We can configure the output and format of predictions via the H2OMOJOSettings. The available options are

predictionCol - Specifies the name of the generated prediction column. Default value is prediction.
detailedPredictionCol - Specifies the name of the generated detailed prediction column. The detailed prediction column, if enabled, contains additional details, such as probabilities, shapley values etc. The default value is detailed_prediction.
withDetailedPredictionCol - Enables or disables the generation of the detailed prediction column. By default, it is disabled.
convertUnknownCategoricalLevelsToNa - Enables or disables conversion of unseen categoricals to NAs. By default, it is disabled.
convertInvalidNumbersToNa - Enables or disables conversion of invalid numbers to NAs. By default, it is disabled.
withContributions - Enables or disables computing Shapley values. Shapley values are generated as a sub-column for the detailed prediction column. Therefore, to compute Shapley values, both this option and withDetailedPredictionCol needs to be enabled. By default, it is disabled.
withLeafNodeAssignments - When enabled, a user can obtain the leaf node assignments after the model traininig has finished. By default, it is disabled.

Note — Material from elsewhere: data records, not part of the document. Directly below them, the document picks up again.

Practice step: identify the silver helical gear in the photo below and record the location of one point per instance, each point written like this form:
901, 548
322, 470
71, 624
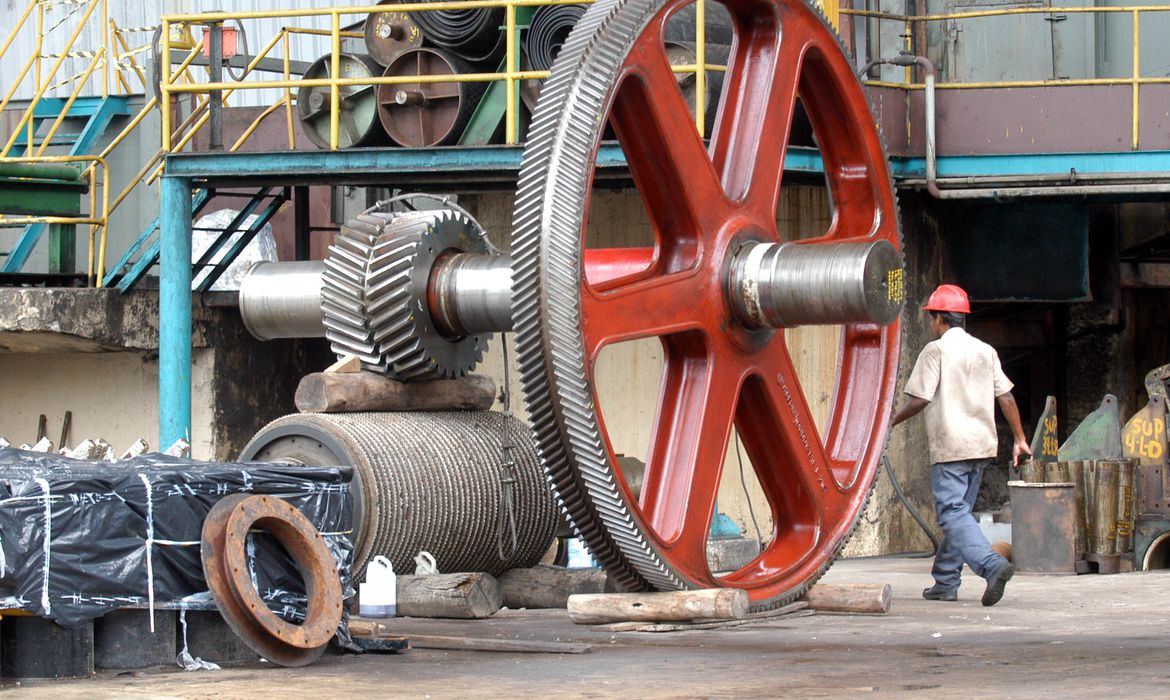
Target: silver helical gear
343, 293
397, 295
374, 293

Methods available on MOJO Model¶

Obtaining Domain Values¶

To obtain domain values of the trained model, we can run getDomainValues() on the model. This call returns a mapping from a column name to it’s domain in a form of array.

Obtaining Model Category¶

The method getModelCategory can be used to get the model category (such as binomial, multinomial etc).

Obtaining Training Params¶

The method getTrainingParams can be used to get map containing all training parameters used in the H2O. It is a map from parameter name to the value. The parameters name use the H2O’s naming structure.

Obtaining Metrics¶

There are several methods to obtain metrics from the MOJO model. All return a map from metric name to its double value.

getTrainingMetrics - obtain training metrics
getValidationMetrics - obtain validation metrics
getCrossValidationMetrics - obtain cross validation metrics

We also have method getCurrentMetrics which gets one of the metrics above based on the following algorithm:

If cross validation was used, ie, setNfolds was called and value was higher than zero, this method returns cross validation metrics. If cross validation was not used, but validation frame was used, the method returns validation metrics. Validation frame is used if setSplitRatio was called with value lower than one. If neither cross validation or validation frame was used, this method returns the training metrics.

Obtaining Leaf Node Assignments¶

To obtain the leaf node assignments, please first make sure to set withLeafNodeAssignments and withDetailedPredictionCol to true on your MOJO settings object. The leaf node assignments are now stored in the ${detailedPredictionCol}.leafNodeAssignments column on the dataset obtained from the prediction. Please replace ${detailedPredictionCol} with the actual value of your detailed prediction col. By default, it is detailed_prediction.